Wednesday, August 25, 2010

The L&N RR in the Civil War

There have been several general works of quality about Civil War railroads, as well as book length looks at specific companies. I've never read Summers's older The Baltimore and Ohio in the Civil War, but a pair of recent works about the Charleston & Hamburg and Charleston & Savannah railroads are well worth a reader's time. Next February, we'll see a new history of military events along the Louisville & Nashville by author Dan Lee titled The L&N Railroad in the Civil War: A Vital North-South Link and the Struggle to Control It. According to the book description, it will also scrutinize the wartime relationship between government and influential private enterprise.

Monday, August 23, 2010

Booknotes II (August '10)

No new books this time, but a few worthy older ones from the '90s came in:

1. The Wilmington Campaign and the Battle for Fort Fisher by Mark A. Moore (Da Capo, 1999).

Of course, Fonvielle's masterpiece The Wilmington Campaign: Last Rays of Departing Hope is the 'go to' book for a full history of the campaign, but Moore's book is a visual feast that's become a must-have companion volume. It's out of print and looks like the prices have gone back up, but bookmark it and check back every once in a while. Someone is bound to sell one at a more reasonable price.

2. The March to the Sea by William Scaife (Author, 1993 - 2nd ed.).

The text isn't terribly useful but Scaife's accompanying maps are always a treat.

3. 'Him on the One Side and Me on the Other': The Civil War Letters of Alexander Campbell, 79th New York Infantry Regiment, and James Campbell, 1st South Carolina Battalion edited by Terry A. Johnston, Jr. (Univ. of S. Carolina Pr, 1999).

Patrick Brennan's Secessionville: Assault On Charleston book made use of the Campbell letters, but Terry Johnston later made them all available in edited form. The same publisher recently reprinted the book in paperback.

Friday, August 20, 2010

Ramold: "BARING THE IRON HAND: Discipline in the Union Army"

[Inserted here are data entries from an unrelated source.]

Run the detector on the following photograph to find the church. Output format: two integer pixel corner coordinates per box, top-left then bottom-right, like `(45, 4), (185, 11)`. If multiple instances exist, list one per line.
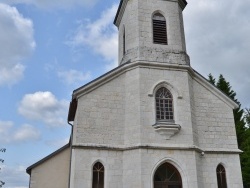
(27, 0), (243, 188)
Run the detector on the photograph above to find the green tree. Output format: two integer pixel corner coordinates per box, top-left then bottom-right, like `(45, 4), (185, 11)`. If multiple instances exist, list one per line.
(208, 74), (250, 188)
(0, 148), (6, 187)
(208, 74), (247, 149)
(245, 108), (250, 128)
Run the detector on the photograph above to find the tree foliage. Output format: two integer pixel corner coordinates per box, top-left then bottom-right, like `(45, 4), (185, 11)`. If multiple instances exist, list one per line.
(208, 74), (250, 188)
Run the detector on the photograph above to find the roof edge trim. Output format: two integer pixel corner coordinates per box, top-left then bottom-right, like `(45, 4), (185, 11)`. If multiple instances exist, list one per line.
(26, 143), (70, 175)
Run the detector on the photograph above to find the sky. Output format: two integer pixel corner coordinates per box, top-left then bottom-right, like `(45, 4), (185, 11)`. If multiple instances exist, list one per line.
(0, 0), (250, 188)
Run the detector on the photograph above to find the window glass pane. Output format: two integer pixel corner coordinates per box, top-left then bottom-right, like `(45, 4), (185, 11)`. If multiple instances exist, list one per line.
(92, 162), (104, 188)
(154, 163), (182, 188)
(216, 165), (227, 188)
(155, 87), (174, 121)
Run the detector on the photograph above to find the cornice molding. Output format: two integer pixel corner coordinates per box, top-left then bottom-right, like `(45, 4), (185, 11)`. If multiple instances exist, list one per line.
(72, 144), (242, 155)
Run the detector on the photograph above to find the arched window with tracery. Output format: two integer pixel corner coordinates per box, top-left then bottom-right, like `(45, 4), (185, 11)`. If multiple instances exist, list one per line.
(92, 162), (104, 188)
(153, 13), (168, 45)
(216, 164), (227, 188)
(122, 27), (126, 55)
(155, 87), (174, 121)
(154, 163), (182, 188)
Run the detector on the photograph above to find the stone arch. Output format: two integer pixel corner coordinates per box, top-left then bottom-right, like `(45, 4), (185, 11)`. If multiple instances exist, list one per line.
(148, 80), (182, 99)
(91, 159), (107, 188)
(151, 158), (188, 188)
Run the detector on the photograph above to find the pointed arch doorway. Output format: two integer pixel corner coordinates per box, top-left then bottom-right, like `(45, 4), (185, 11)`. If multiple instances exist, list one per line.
(154, 162), (182, 188)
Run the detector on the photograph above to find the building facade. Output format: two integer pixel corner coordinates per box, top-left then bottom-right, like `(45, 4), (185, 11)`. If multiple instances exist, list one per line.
(27, 0), (243, 188)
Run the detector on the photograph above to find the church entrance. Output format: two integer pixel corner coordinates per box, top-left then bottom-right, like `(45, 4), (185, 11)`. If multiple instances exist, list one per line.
(154, 163), (182, 188)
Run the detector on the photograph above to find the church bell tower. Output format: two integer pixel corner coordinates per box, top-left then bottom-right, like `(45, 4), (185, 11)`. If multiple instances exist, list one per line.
(114, 0), (190, 65)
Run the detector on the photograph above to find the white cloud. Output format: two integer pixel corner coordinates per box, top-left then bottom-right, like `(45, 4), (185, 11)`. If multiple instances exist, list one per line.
(0, 3), (35, 86)
(1, 165), (29, 188)
(0, 121), (40, 143)
(57, 69), (91, 85)
(67, 5), (118, 69)
(2, 0), (98, 9)
(184, 0), (250, 107)
(18, 91), (68, 127)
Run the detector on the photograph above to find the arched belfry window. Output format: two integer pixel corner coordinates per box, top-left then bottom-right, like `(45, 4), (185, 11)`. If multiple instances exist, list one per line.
(216, 164), (227, 188)
(122, 27), (126, 55)
(154, 163), (182, 188)
(155, 87), (174, 121)
(153, 13), (168, 45)
(92, 162), (104, 188)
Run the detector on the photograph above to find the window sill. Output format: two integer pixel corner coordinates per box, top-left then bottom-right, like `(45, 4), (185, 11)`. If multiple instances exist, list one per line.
(153, 122), (181, 140)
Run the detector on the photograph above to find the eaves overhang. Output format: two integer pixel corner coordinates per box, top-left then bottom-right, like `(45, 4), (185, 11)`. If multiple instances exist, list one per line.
(26, 143), (70, 175)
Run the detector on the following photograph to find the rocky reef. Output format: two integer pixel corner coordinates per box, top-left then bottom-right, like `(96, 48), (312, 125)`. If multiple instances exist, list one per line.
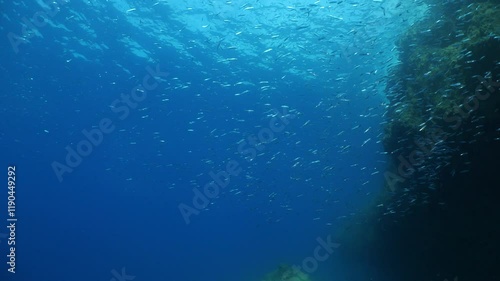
(332, 1), (500, 281)
(263, 264), (310, 281)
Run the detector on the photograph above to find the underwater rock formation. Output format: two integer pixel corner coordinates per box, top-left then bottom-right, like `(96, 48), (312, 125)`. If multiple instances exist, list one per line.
(263, 264), (310, 281)
(334, 1), (500, 281)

[ Baring the Iron Hand: Discipline in the Union Army by Steven J. Ramold (Northern Illinois University Press, 2009). Cloth, illustrations, notes, bibliography, index. Pages main/total: 407/505. ISBN: 978-0-87580-408-8 $40 ]

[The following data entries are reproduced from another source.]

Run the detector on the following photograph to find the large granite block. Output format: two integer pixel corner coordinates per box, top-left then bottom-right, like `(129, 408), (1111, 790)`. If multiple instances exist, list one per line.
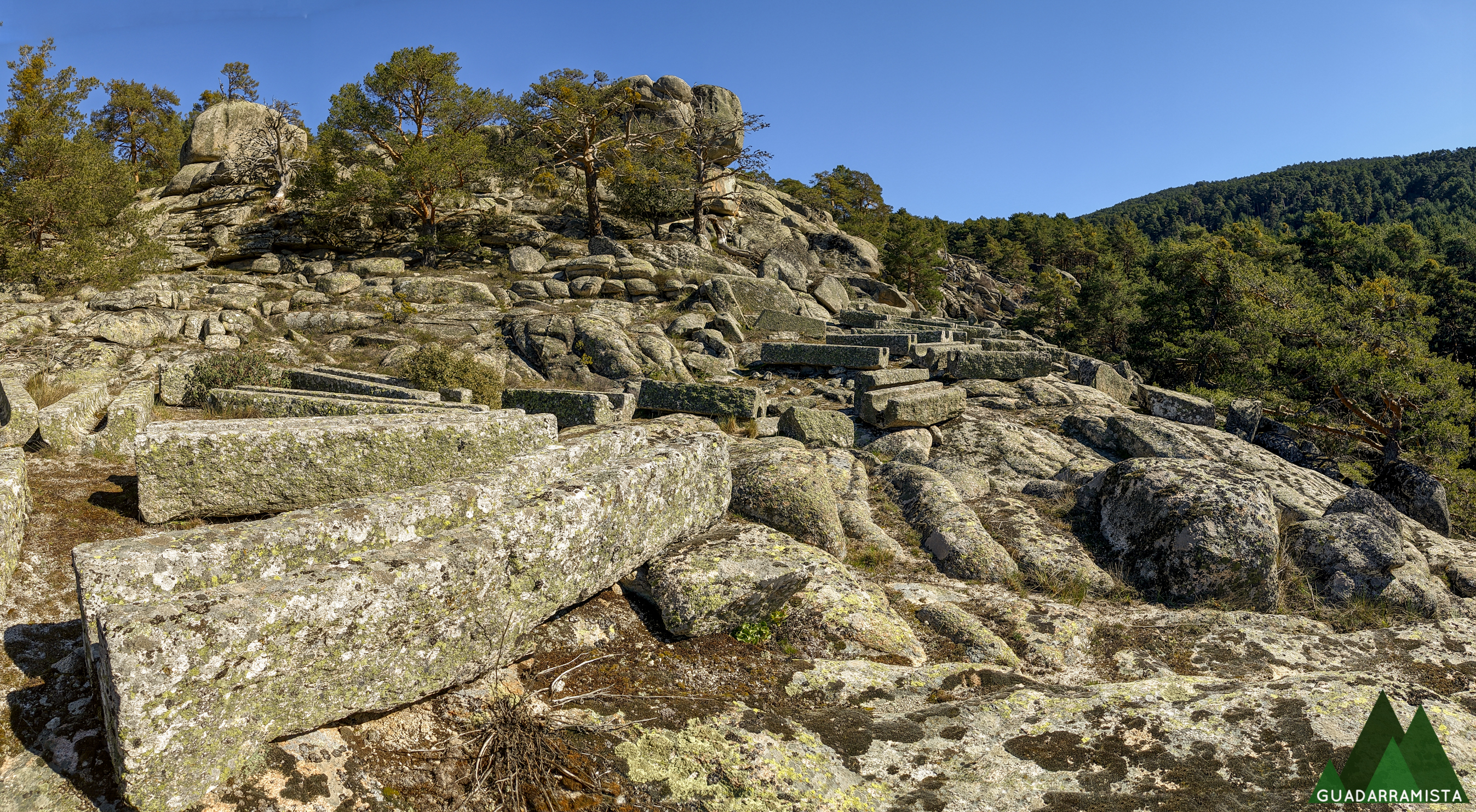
(759, 341), (888, 369)
(93, 434), (732, 812)
(636, 381), (769, 419)
(502, 390), (636, 428)
(136, 409), (558, 523)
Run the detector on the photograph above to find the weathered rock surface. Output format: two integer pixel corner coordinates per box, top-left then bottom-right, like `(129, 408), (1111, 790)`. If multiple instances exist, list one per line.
(136, 409), (558, 523)
(94, 434), (729, 812)
(1100, 459), (1280, 608)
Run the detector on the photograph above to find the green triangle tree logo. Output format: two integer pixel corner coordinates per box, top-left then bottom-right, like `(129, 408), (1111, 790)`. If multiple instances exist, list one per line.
(1308, 691), (1470, 803)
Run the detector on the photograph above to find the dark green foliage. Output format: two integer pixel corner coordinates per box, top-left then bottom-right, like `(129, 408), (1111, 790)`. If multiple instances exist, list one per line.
(1085, 148), (1476, 239)
(400, 343), (502, 409)
(185, 347), (288, 406)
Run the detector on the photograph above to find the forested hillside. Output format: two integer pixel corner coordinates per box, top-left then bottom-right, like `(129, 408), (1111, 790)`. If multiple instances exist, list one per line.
(1083, 148), (1476, 239)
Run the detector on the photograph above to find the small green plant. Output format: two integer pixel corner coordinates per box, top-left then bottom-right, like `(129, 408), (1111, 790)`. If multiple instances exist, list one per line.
(400, 343), (503, 409)
(733, 607), (784, 645)
(185, 347), (286, 406)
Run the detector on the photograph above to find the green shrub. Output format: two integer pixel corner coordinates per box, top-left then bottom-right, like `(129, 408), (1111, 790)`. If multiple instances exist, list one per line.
(185, 347), (286, 406)
(400, 343), (502, 409)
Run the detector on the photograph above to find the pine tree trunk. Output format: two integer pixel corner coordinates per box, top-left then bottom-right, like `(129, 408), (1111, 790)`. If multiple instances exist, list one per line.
(584, 170), (605, 236)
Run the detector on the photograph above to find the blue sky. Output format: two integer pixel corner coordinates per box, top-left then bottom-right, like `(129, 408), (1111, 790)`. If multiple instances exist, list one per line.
(0, 0), (1476, 220)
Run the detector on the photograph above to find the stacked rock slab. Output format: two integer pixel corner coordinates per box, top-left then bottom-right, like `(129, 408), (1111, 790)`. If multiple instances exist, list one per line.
(37, 384), (112, 453)
(759, 343), (888, 369)
(81, 434), (732, 812)
(0, 449), (31, 600)
(636, 381), (769, 419)
(136, 409), (558, 523)
(210, 387), (491, 418)
(502, 390), (636, 428)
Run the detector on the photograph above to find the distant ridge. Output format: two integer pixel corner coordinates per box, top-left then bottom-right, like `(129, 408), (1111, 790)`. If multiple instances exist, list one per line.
(1082, 148), (1476, 239)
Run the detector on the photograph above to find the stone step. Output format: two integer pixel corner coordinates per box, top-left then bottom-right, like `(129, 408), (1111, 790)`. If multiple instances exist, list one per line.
(759, 343), (890, 369)
(502, 390), (636, 428)
(136, 409), (558, 524)
(93, 434), (731, 812)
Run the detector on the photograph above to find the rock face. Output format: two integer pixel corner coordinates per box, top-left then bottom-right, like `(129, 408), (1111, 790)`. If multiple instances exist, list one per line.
(94, 434), (729, 812)
(0, 449), (31, 600)
(137, 409), (558, 523)
(645, 521), (825, 636)
(1100, 459), (1278, 607)
(1368, 459), (1451, 536)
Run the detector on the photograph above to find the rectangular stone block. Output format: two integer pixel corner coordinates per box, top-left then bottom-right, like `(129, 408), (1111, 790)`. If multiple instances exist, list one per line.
(1138, 384), (1215, 428)
(947, 348), (1053, 381)
(286, 369), (441, 403)
(825, 332), (915, 359)
(856, 381), (943, 425)
(636, 381), (769, 419)
(0, 449), (31, 601)
(72, 425), (646, 617)
(36, 384), (112, 453)
(210, 387), (475, 418)
(835, 310), (890, 328)
(877, 387), (967, 428)
(856, 366), (928, 397)
(0, 378), (40, 449)
(90, 381), (157, 456)
(753, 310), (825, 338)
(852, 326), (951, 344)
(759, 341), (888, 369)
(502, 390), (636, 428)
(136, 409), (558, 524)
(93, 434), (732, 812)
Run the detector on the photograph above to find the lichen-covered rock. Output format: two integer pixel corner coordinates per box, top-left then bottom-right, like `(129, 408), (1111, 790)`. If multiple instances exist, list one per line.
(1138, 384), (1215, 428)
(136, 409), (558, 523)
(877, 462), (1019, 580)
(37, 384), (112, 453)
(1368, 459), (1451, 536)
(0, 449), (31, 600)
(779, 406), (856, 449)
(1100, 459), (1280, 608)
(0, 378), (40, 449)
(975, 496), (1113, 592)
(917, 602), (1020, 669)
(1287, 512), (1405, 602)
(732, 440), (846, 558)
(93, 434), (729, 812)
(645, 521), (825, 636)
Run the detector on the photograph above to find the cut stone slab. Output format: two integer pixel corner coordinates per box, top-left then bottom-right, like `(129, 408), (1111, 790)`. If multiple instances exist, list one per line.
(91, 381), (155, 456)
(759, 341), (888, 369)
(93, 434), (729, 812)
(210, 387), (478, 418)
(37, 384), (112, 453)
(1138, 384), (1215, 428)
(835, 310), (890, 328)
(1225, 397), (1261, 443)
(0, 449), (31, 601)
(753, 310), (825, 338)
(872, 387), (968, 428)
(779, 406), (856, 449)
(72, 424), (640, 617)
(947, 348), (1054, 381)
(636, 381), (769, 419)
(856, 381), (939, 425)
(638, 521), (818, 636)
(136, 409), (558, 524)
(286, 369), (441, 401)
(825, 332), (917, 359)
(1089, 363), (1133, 409)
(856, 367), (928, 397)
(502, 390), (636, 428)
(0, 378), (40, 449)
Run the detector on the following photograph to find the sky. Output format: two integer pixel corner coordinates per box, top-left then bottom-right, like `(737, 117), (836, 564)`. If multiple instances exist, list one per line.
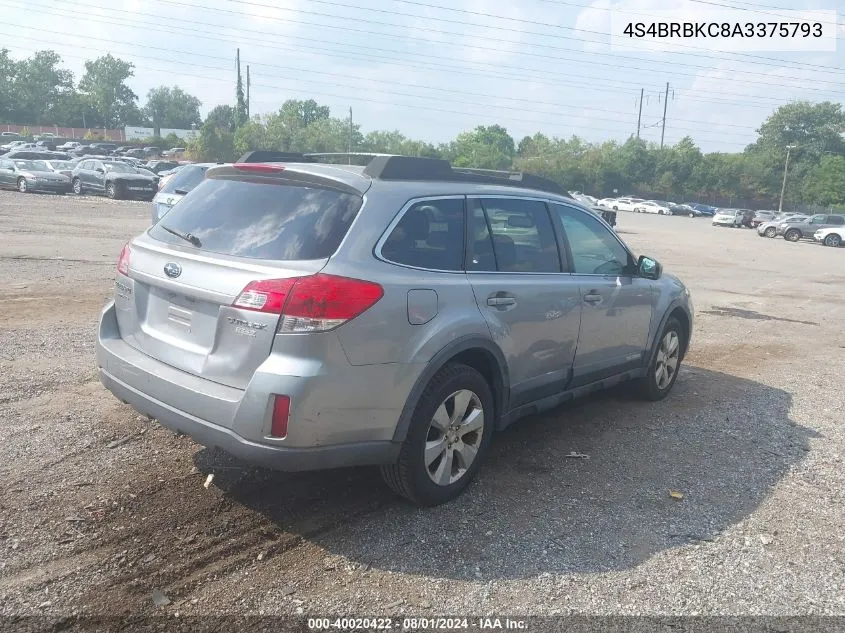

The unruly individualism of the Civil War volunteer soldier has been the subject of much ink in the literature, but seldom have authors approached the breadth of coverage of Steven Ramold's recent contribution Baring the Iron Hand: Discipline in the Union Army. In examining the overall concept, he draws a useful distinction between army discipline on and off the battlefield, with volunteers seeing much more value in the former than the latter. Union soldiers were willing to subordinate themselves to the strictures of army regimentation just enough to make them effective in combat. On the other hand, while in camp or on the march, their insistence on being able to exercise much of the same individual rights and prerogatives of male private citizens was typical, the result of were high levels of insubordination, drunkenness, violence, pillaging, French leave, and desertion.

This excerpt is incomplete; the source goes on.